Jara Rodríguez Alonso

“On my feet I wear two shoes for dancing, dancing to be free”. To the beat of Ska Jazz, Jara, a 24-year-old globetrotter, turns up the volume of Two Shoes, the song that she would recommend to anyone. Also on her feet, there is a pair of shoes that keep dancing.

Jara is the eldest of three siblings. She grew up in La Fresneda, a residential complex close to Oviedo, the capital city of one of the greenest regions in Spain: Asturias, patria querida.

Her interests range from nature to robotics, from climate change to new technologies. Jara studied a Bachelor of Science in Electronics and Automation Engineering. The two first years in Gijón (Asturias), the third one in Kraków (Poland) and the fourth one in Tampa (Florida). Now, she lives in Geneva, surrounded by friends employed by banks and international organization such as UN and CERN.

Since October 2018, she is working at CERN, specifically in HiLumi LHC and, more specifically in QUACO, a research project focused on the development of very peculiar magnets. Although in her team, everyone does a bit of everything, Jara is in charge of monitoring the production of those magnets, which two companies, one from France and the other from Spain, are building.

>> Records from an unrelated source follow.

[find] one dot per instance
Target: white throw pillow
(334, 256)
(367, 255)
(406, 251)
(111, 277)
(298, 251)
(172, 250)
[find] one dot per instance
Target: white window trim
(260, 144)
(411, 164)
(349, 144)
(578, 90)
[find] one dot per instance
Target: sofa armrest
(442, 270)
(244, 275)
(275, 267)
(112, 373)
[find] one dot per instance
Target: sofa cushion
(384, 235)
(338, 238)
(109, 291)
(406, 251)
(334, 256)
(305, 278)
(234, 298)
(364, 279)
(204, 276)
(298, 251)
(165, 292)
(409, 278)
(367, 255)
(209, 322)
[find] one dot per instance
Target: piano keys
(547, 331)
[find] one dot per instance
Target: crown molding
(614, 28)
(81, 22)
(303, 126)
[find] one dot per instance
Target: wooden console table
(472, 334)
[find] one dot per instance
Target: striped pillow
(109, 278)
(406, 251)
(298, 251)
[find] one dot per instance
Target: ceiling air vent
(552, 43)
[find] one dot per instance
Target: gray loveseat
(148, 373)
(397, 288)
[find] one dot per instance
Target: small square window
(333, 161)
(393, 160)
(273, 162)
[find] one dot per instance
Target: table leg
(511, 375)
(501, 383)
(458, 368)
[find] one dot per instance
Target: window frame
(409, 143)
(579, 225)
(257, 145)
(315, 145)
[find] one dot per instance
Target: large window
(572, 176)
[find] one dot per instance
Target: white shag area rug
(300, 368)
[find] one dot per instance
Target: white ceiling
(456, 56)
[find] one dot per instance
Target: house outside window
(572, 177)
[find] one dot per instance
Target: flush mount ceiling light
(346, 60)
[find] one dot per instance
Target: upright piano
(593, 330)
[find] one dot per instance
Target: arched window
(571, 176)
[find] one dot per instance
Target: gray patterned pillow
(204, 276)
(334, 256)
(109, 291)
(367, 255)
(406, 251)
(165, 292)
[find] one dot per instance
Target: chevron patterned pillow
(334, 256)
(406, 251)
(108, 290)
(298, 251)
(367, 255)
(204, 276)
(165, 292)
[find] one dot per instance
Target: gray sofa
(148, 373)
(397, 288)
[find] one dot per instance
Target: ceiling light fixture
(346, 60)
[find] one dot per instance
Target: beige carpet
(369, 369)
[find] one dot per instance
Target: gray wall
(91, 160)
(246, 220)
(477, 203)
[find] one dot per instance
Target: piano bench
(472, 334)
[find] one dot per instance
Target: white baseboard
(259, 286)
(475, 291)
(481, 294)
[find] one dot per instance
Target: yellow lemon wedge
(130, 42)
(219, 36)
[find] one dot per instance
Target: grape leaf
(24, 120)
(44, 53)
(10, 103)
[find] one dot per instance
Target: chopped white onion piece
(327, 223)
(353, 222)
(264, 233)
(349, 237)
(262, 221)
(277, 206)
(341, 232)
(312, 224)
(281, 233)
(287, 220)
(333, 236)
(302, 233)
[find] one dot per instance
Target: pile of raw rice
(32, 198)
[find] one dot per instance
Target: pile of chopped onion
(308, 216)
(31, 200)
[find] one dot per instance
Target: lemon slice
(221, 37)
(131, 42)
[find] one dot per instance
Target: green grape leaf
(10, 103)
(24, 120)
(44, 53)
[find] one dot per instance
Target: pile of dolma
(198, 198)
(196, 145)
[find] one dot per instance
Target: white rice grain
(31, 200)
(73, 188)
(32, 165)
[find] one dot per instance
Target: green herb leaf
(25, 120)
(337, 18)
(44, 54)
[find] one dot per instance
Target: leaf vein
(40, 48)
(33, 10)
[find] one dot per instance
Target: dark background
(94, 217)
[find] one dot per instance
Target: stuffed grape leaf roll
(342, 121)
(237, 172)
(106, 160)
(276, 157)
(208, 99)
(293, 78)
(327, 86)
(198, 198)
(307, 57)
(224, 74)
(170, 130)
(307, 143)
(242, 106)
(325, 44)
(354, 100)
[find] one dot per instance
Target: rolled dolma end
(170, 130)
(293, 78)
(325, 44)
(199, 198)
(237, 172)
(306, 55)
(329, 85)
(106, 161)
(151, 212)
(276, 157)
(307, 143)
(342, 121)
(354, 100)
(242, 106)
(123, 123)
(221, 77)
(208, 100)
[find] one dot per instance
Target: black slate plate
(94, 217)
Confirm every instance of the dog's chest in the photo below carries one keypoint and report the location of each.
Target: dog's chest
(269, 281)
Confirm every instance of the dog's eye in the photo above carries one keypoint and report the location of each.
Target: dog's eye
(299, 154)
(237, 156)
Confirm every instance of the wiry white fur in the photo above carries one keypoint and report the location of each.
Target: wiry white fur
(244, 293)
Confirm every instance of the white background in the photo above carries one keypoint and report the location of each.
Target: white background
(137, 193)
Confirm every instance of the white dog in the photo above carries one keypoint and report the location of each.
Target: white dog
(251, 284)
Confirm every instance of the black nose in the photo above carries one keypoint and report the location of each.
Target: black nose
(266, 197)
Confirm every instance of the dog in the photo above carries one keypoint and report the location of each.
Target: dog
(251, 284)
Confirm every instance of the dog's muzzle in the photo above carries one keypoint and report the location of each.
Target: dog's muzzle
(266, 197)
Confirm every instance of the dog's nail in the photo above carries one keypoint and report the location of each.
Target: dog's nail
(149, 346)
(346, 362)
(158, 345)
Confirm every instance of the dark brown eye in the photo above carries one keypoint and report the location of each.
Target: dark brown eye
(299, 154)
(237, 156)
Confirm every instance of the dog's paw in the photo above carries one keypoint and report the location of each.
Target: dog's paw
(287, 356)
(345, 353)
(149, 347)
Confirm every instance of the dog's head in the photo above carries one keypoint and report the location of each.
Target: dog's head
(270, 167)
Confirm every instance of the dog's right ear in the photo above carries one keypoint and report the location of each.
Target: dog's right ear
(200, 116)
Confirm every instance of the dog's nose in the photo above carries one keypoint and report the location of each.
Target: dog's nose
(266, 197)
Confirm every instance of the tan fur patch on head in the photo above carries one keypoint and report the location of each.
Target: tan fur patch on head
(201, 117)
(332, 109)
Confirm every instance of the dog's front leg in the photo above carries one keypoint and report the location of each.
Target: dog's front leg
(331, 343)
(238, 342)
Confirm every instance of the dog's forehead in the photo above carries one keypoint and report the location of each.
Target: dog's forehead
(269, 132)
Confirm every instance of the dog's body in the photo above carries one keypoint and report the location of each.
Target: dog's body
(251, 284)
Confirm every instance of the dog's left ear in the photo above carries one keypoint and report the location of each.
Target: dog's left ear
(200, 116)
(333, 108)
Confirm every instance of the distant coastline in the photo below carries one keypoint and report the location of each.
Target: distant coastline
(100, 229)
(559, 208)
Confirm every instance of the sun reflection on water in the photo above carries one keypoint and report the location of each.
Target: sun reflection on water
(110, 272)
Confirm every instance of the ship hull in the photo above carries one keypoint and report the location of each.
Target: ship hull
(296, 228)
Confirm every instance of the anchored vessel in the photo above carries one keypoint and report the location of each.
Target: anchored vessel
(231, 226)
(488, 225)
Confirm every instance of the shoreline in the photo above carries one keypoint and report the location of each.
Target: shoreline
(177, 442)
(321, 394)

In the “pool of missing”, Jara would mark 1 to her father’s and her grandmother’s food, and also to the sea, that same sea that Rosalía de Castro asked to see from her bed shortly before she died. The Galician poet, a neighbor of Jara’s terrina, wrote: “it is fortunate the one who dies dreaming. Unfortunate the one who lives without dreaming”.

Jara’s curls dream short term. If she closes her autumn eyes, she imagines herself being part of a multicultural company, working together with people from various geographies with the aim of improving the lives of many others. Now, she is studying a master’s degree in Innovation and Digital Transformation, which focuses on the economic side, on business. Little by little, without stopping her shoes’ dance.

Jara may not be very good at painting, but she is not a disaster either. She is an optimistic woman who, even in dark and nebulous situations, she is able to see the good side, the one that only shines for a few. She bathes in stoic rivers while she remembers that “no hay mal que por bien no venga”.

Perhaps, she will become a successful business woman or she will toast with sidrina, somewhere in Europe, to celebrate great future advances in climate change. Perhaps, she will end up in a sports company, collaborating in improving the equipment and, therefore, the athletic performance. Perhaps not.

Jara hugs short-term dreams because she prefers not to make plans in that distant tomorrow and to continue here, dancing free with her same shoes.